McDowell noted the shiny new unused weapon the FCC has in its anti-indecency arsenal – the $325K top-drawer fine given to it by a large majority of the House and a unanimous Senate – and said that just because indecency cases were on appeal was no reason to move against the mountain of aging complaints. He said there is always something happening in court, and the FCC must carry on its duties even while its attorneys are thus engaged.
He mentioned the proceeding to improve parental controls on children’s television viewing, and pointed out the difficulty the V-Chip poses in putting together a ratings system that everybody can understand and be happy with.
He expressed skepticism about proposed localism enhancements like community advisory boards, shortened license terms and particularly “enhanced disclosure,” which is currently on TV’s doorstep but would spread, he predicted, to radio as well if it takes root. He was hopeful that particular item would remain hung up in the Office of Management and Budget on grounds that it would create too much paperwork. McDowell said some have estimated it may require two full-time employees per station to keep up with.

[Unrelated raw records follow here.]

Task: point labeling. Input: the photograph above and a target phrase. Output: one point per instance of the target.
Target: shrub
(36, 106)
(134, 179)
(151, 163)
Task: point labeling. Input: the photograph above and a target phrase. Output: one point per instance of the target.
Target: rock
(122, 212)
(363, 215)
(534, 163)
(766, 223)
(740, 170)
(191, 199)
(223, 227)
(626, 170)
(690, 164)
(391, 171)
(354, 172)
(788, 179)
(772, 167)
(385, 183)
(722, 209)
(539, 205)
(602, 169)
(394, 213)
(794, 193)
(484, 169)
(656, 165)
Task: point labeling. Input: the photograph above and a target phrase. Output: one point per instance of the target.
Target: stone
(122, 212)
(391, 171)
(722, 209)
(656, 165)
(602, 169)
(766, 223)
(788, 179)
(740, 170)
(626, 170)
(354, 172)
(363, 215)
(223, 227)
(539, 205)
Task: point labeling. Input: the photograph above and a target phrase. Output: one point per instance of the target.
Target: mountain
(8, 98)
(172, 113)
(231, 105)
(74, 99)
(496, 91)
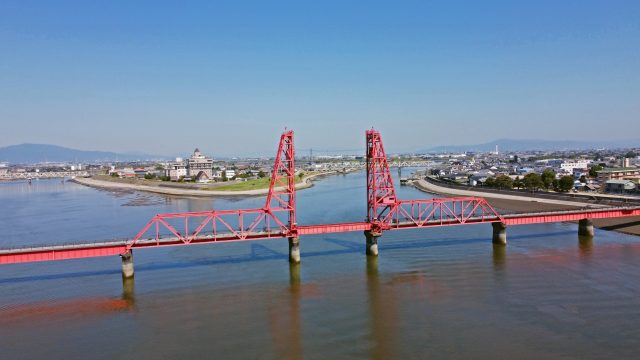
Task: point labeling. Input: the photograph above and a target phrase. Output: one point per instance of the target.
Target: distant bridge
(277, 218)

McDowell noted the oft-repeated promise of new Chairman Julius Genachowski that there will be no effort of any kind to reinstate the Fairness Doctrine. He promised he would be on guard for any backdoor attempts to achieve a similar doctrine via the localism proceeding.
RBR-TVBR observation: Broadcasters will need an advocate within the Portals to point out the absurdity of many of the localism planks the FCC is considering, and it looks like McDowell may be that champion.

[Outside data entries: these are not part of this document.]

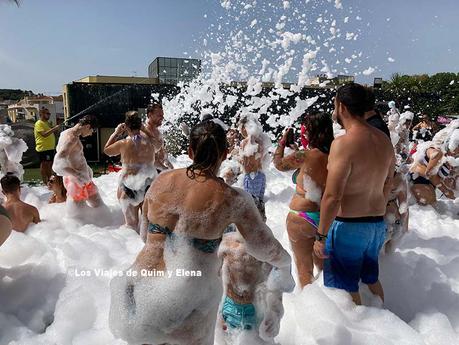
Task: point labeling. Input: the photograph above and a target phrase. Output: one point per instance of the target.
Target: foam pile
(54, 279)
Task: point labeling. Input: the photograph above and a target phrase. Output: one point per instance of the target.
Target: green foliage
(431, 95)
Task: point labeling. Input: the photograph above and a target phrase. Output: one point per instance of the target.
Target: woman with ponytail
(174, 296)
(138, 170)
(304, 215)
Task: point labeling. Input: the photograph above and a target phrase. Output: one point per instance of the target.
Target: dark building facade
(109, 102)
(173, 70)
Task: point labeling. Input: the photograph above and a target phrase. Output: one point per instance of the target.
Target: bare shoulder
(340, 144)
(240, 199)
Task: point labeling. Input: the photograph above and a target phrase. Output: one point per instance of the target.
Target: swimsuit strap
(206, 246)
(158, 229)
(305, 215)
(295, 175)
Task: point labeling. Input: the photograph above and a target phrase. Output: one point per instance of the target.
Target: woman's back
(310, 182)
(198, 208)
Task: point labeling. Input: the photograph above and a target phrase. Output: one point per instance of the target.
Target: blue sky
(47, 43)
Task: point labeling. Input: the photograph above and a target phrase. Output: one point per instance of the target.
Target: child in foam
(186, 212)
(11, 150)
(436, 166)
(252, 153)
(397, 213)
(138, 170)
(21, 214)
(56, 185)
(70, 163)
(244, 282)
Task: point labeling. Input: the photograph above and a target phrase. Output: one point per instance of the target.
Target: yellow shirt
(43, 143)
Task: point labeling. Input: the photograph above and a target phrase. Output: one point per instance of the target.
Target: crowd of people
(351, 196)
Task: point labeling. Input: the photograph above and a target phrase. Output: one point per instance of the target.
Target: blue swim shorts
(242, 316)
(353, 245)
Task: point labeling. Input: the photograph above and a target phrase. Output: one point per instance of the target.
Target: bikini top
(205, 246)
(444, 170)
(4, 212)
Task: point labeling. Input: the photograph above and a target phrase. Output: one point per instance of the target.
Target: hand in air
(120, 129)
(281, 279)
(319, 250)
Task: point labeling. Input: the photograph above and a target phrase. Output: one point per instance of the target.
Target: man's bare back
(22, 214)
(366, 156)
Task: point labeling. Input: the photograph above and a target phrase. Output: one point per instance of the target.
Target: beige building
(28, 108)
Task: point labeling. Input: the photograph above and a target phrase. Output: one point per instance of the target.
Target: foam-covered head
(10, 183)
(319, 130)
(133, 121)
(248, 125)
(155, 113)
(453, 142)
(56, 184)
(44, 114)
(370, 105)
(354, 98)
(88, 124)
(208, 148)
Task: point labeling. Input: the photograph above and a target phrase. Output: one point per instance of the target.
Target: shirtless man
(138, 168)
(155, 116)
(360, 172)
(251, 158)
(242, 275)
(70, 163)
(5, 225)
(21, 214)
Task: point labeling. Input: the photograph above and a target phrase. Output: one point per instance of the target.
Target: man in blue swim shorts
(351, 231)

Let’s spell this out in very simple terms. The FCC cannot regulate content. If a broadcaster decides to put on a 24/7 syndicated program stream with a point of origin 3,000 miles away, and people within the station’s contour tune it in, then that station is in fact serving the public interest.

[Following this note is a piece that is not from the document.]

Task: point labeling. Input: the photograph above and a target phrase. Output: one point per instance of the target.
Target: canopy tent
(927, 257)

It doesn’t matter what’s in the station’s public file. And it doesn’t matter what other local citizens think – 95% could sign a petition saying the station should put on a local affairs program, but they have no standing to overrule the licensee, and they have no standing to trample on the rights of the 5% of the local population that listens to the station as is.
Otherwise, 95% of a local population could protest a foreign language station on grounds that they cannot understand a word the station broadcasts. Obviously, the 5% minority that does understand has a right to a media outlet, just as any 5% audience, whether it’s tuning in a shopping service, a polka program or whatever, has a right to a media outlet.
With no recourse against a licensee for program content, the FCC has no need to collect the data. We think it’s as simple as that.
As for indecency enforcement, many observers believe that the narrow ruling for the FCC on fleeting expletives left fertile ground for attacking indecency enforcement in general. If the FCC goes on the indecency enforcement warpath, it may widen the to-date narrowly-defined court battles with results that anti-indecency foes may not care for.